Aux États-Unis, une majorité d’enfants n’apprend plus à écrire que sur un clavier. La fin de l’apprentissage de l’écriture manuelle est annoncée en Finlande. La maîtrise de la saisie sur clavier est plus importante, a récemment jugé un haut responsable de son système éducatif. La réforme devrait être appliquée à la rentrée 2016. Un virage déjà pris par 45 États américains qui ont exclu l’écriture cursive, dite aussi «en attaché», du socle commun des connaissances. Spécialiste de l’apprentissage de la lecture et du langage chez l’enfant, professeur à l’université Paris Descartes, le linguiste Alain Bentolila s’élève contre de telles réformes.
– En Finlande, les écoliers ne vont bientôt plus apprendre à écrire à la main mais utiliseront un clavier. Qu’en pensez-vous?
Alain BENTOLILA. – C’est une très mauvaise décision. Non pas que je sois un nostalgique de la calligraphie. Cependant, quand on écrit à la main, on fait un acte singulier. Le fait de tracer sereinement des lettres et des mots permet à mon esprit de les porter. Ce qui n’est pas le cas avec des machines ou des tablettes.
Le pragmatisme ne doit-il pas l’emporter? L’écriture sur ordinateur permet aux enfants d’être lisibles, de rendre des textes plus propres, voire d’utiliser le correcteur orthographique…
Ce sont de faux arguments auxquels il faut opposer l’effort, la gratification, la conscience de l’autre que seule permet l’écriture graphique.
Vous avez l’appui des neuroscientifiques qui sont plutôt favorables au maintien de l’écriture cursive.
Elle permet, selon eux, de mieux mémoriser, elle développe la motricité fine chez l’enfant. Bien sûr.
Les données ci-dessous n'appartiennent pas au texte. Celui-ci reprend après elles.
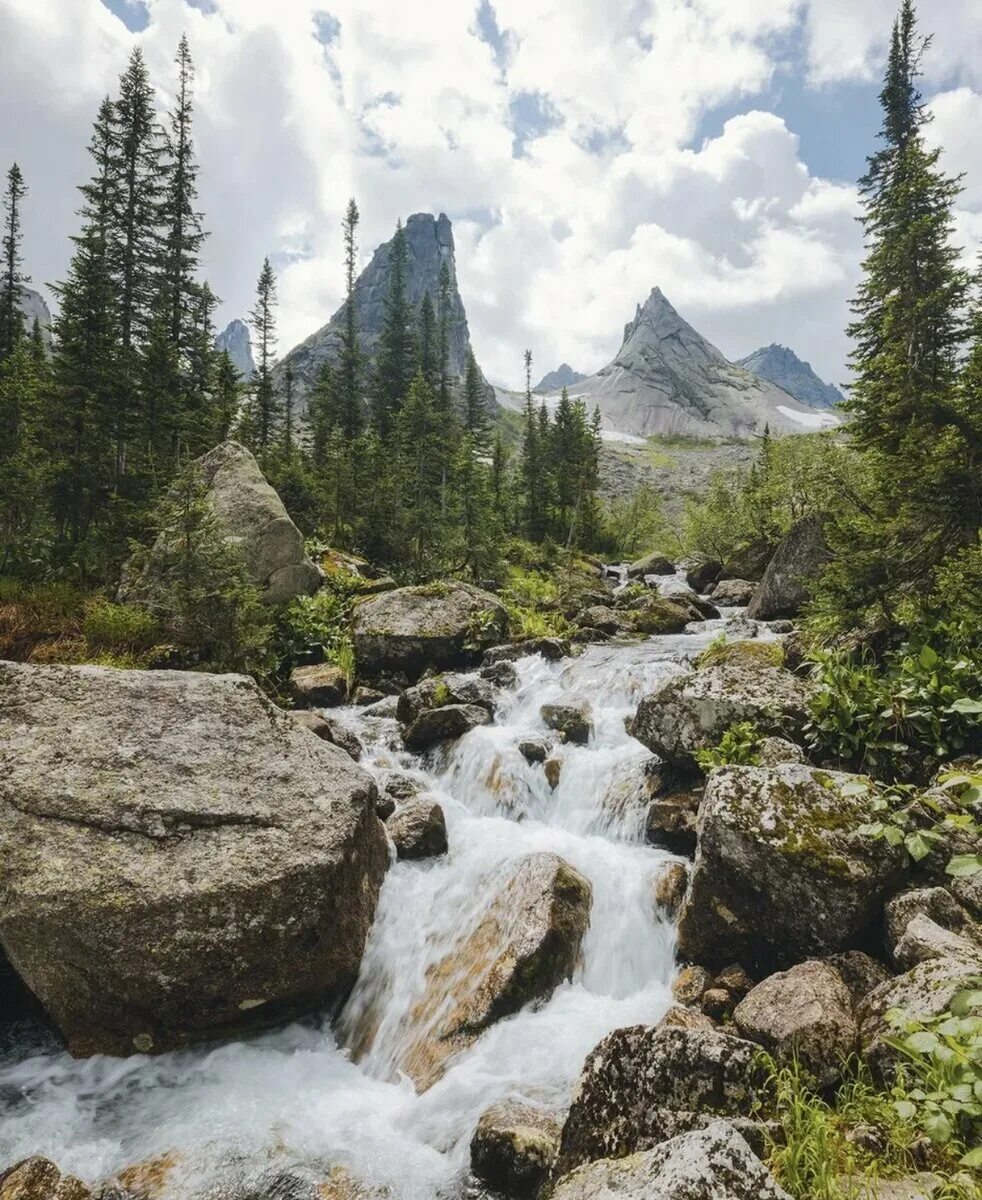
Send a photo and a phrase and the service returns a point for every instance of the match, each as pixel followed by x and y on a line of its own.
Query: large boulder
pixel 252 517
pixel 797 561
pixel 714 1163
pixel 524 946
pixel 803 1013
pixel 179 859
pixel 437 625
pixel 644 1084
pixel 783 870
pixel 693 711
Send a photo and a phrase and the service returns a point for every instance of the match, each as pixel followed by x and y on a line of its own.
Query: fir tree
pixel 11 285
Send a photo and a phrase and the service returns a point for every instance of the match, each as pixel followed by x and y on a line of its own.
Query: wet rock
pixel 692 712
pixel 418 829
pixel 573 719
pixel 536 749
pixel 436 725
pixel 924 940
pixel 670 886
pixel 638 1078
pixel 442 690
pixel 797 562
pixel 860 972
pixel 804 1013
pixel 671 822
pixel 922 993
pixel 437 625
pixel 39 1179
pixel 252 516
pixel 525 945
pixel 701 576
pixel 651 564
pixel 180 858
pixel 690 983
pixel 782 870
pixel 318 687
pixel 714 1163
pixel 550 648
pixel 514 1147
pixel 732 593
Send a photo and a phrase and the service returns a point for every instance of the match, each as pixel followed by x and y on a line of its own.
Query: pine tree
pixel 349 367
pixel 11 315
pixel 394 364
pixel 265 409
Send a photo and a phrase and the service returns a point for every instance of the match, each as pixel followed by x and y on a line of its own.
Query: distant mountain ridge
pixel 668 378
pixel 562 377
pixel 782 366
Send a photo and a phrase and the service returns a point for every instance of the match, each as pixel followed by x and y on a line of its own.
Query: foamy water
pixel 295 1096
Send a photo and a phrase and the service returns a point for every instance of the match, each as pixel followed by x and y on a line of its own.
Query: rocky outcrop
pixel 524 946
pixel 436 625
pixel 645 1084
pixel 179 859
pixel 252 517
pixel 795 564
pixel 782 869
pixel 234 340
pixel 692 712
pixel 514 1147
pixel 714 1163
pixel 666 378
pixel 804 1013
pixel 796 377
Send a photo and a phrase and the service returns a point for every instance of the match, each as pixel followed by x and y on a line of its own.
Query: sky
pixel 585 150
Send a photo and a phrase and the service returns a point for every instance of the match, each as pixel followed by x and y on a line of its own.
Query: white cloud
pixel 408 109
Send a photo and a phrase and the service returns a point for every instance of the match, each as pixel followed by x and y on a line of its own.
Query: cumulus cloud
pixel 560 136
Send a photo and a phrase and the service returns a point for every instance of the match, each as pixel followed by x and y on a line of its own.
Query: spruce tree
pixel 11 285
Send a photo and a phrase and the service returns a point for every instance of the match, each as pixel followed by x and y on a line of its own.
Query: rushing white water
pixel 295 1095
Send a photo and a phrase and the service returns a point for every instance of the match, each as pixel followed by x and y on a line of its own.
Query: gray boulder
pixel 437 625
pixel 253 519
pixel 797 562
pixel 714 1163
pixel 693 711
pixel 804 1013
pixel 644 1084
pixel 782 870
pixel 179 859
pixel 418 829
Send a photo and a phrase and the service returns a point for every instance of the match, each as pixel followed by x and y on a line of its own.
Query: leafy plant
pixel 738 747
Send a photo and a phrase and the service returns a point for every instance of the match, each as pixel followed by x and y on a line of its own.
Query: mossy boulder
pixel 782 869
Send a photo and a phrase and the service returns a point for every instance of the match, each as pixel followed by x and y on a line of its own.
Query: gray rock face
pixel 782 871
pixel 796 562
pixel 693 712
pixel 235 340
pixel 714 1163
pixel 429 245
pixel 807 1013
pixel 438 625
pixel 255 519
pixel 642 1083
pixel 796 377
pixel 666 378
pixel 179 859
pixel 555 381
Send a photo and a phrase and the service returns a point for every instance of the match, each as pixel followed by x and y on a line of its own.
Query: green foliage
pixel 738 747
pixel 900 718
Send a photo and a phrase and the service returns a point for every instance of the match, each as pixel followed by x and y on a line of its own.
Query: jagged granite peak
pixel 235 339
pixel 562 377
pixel 782 366
pixel 429 245
pixel 668 378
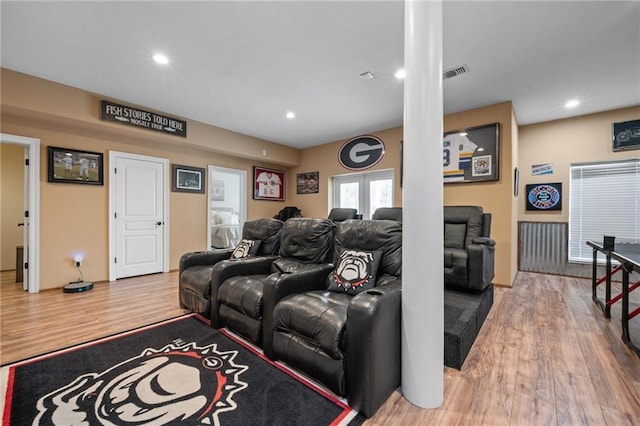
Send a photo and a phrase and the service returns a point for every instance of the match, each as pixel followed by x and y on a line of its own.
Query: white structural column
pixel 422 254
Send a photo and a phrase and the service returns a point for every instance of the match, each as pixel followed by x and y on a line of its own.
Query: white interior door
pixel 26 224
pixel 139 215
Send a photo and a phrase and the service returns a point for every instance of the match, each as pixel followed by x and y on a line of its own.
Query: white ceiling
pixel 241 65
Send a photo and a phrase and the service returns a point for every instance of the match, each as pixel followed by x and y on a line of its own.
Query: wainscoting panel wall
pixel 543 247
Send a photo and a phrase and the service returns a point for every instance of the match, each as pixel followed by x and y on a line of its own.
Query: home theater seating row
pixel 325 296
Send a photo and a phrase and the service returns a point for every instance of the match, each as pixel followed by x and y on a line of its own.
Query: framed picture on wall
pixel 73 166
pixel 471 155
pixel 307 183
pixel 626 135
pixel 268 184
pixel 187 179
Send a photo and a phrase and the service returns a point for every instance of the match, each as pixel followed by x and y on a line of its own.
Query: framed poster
pixel 307 183
pixel 268 184
pixel 471 155
pixel 187 179
pixel 74 166
pixel 626 135
pixel 544 196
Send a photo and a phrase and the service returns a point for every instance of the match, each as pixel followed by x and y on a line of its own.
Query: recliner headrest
pixel 372 235
pixel 265 230
pixel 307 239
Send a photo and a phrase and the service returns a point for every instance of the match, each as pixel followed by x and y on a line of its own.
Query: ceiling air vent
pixel 453 72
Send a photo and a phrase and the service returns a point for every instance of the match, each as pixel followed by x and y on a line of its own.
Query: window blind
pixel 604 199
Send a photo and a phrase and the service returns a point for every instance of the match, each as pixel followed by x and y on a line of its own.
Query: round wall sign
pixel 361 152
pixel 543 197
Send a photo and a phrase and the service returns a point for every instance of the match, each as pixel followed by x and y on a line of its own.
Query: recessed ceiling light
pixel 572 103
pixel 160 58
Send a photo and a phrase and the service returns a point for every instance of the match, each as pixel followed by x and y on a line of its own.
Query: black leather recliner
pixel 350 343
pixel 194 279
pixel 468 250
pixel 243 294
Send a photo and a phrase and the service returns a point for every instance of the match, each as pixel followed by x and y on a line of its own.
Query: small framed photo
pixel 73 166
pixel 626 135
pixel 187 179
pixel 268 184
pixel 307 183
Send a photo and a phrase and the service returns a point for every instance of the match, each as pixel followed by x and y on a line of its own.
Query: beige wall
pixel 580 139
pixel 324 159
pixel 12 202
pixel 496 197
pixel 74 217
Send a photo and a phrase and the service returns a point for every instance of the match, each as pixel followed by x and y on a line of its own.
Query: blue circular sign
pixel 544 197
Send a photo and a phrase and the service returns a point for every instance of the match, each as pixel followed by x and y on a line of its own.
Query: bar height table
pixel 628 255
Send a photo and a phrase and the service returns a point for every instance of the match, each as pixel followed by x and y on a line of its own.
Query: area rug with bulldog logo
pixel 180 371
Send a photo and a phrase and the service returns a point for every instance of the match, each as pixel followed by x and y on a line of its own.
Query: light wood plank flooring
pixel 545 356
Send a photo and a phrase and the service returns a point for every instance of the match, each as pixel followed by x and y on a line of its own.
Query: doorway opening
pixel 227 206
pixel 31 220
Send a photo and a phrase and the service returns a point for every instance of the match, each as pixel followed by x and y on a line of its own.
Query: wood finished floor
pixel 545 355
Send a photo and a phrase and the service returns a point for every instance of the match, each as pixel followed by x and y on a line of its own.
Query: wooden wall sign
pixel 122 114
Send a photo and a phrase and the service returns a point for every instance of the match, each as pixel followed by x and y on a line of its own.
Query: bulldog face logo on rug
pixel 353 269
pixel 178 383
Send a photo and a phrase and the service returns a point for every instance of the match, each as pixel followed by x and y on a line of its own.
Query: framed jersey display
pixel 268 184
pixel 471 155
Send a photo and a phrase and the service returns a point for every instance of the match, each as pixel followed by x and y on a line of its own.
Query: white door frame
pixel 243 197
pixel 33 199
pixel 112 204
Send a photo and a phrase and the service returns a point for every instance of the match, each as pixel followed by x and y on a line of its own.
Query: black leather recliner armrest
pixel 308 277
pixel 229 268
pixel 373 322
pixel 204 258
pixel 484 240
pixel 480 266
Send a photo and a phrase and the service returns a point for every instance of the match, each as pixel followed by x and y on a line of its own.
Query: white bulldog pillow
pixel 246 248
pixel 355 271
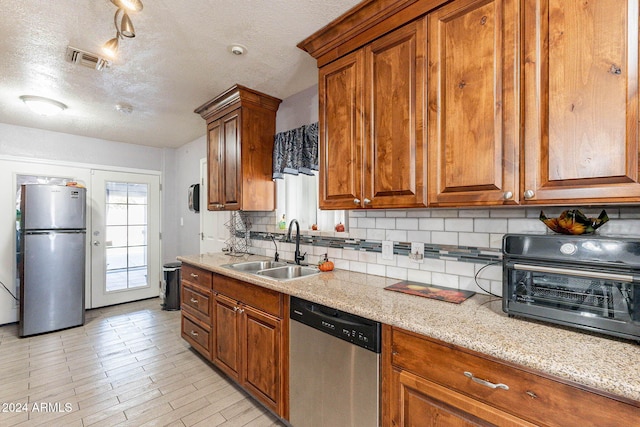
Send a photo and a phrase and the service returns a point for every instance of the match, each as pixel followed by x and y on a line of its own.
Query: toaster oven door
pixel 601 301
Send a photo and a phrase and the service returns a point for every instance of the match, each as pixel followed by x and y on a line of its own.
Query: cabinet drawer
pixel 196 276
pixel 530 396
pixel 196 335
pixel 264 299
pixel 197 301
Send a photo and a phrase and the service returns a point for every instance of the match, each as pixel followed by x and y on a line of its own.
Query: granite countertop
pixel 604 363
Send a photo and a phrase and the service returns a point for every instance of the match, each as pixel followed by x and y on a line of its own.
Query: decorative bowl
pixel 573 221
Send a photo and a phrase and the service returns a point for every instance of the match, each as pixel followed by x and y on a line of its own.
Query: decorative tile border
pixel 433 251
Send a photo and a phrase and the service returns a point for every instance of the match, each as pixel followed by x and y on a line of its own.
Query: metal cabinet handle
pixel 484 382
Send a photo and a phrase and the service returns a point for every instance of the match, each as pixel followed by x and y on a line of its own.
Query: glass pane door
pixel 126 235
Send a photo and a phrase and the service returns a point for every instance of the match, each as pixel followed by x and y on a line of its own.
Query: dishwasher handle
pixel 346 326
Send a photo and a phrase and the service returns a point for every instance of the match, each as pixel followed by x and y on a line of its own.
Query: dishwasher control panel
pixel 358 330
La mémoire se construit grâce à l’écriture manuelle et non avec un écran.
Les petits Américains ou Finlandais apprennent-ils tout de même à écrire manuellement, par exemple en lettres capitales, ou s’en remettent-ils au seul clavier?
A mon sens, dans ces pays, on va vers une disparition totale de l’écriture manuelle. Mais envisage-t-on de rédiger des courriers importants sur un ordinateur? Je ne m’imagine pas envoyer une lettre de condoléances autrement écrite que manuellement.
Quelle est la position des enseignants français sur cette question?
Il existe un consensus, dans l’enseignement public comme privé, pour maintenir l’écriture cursive.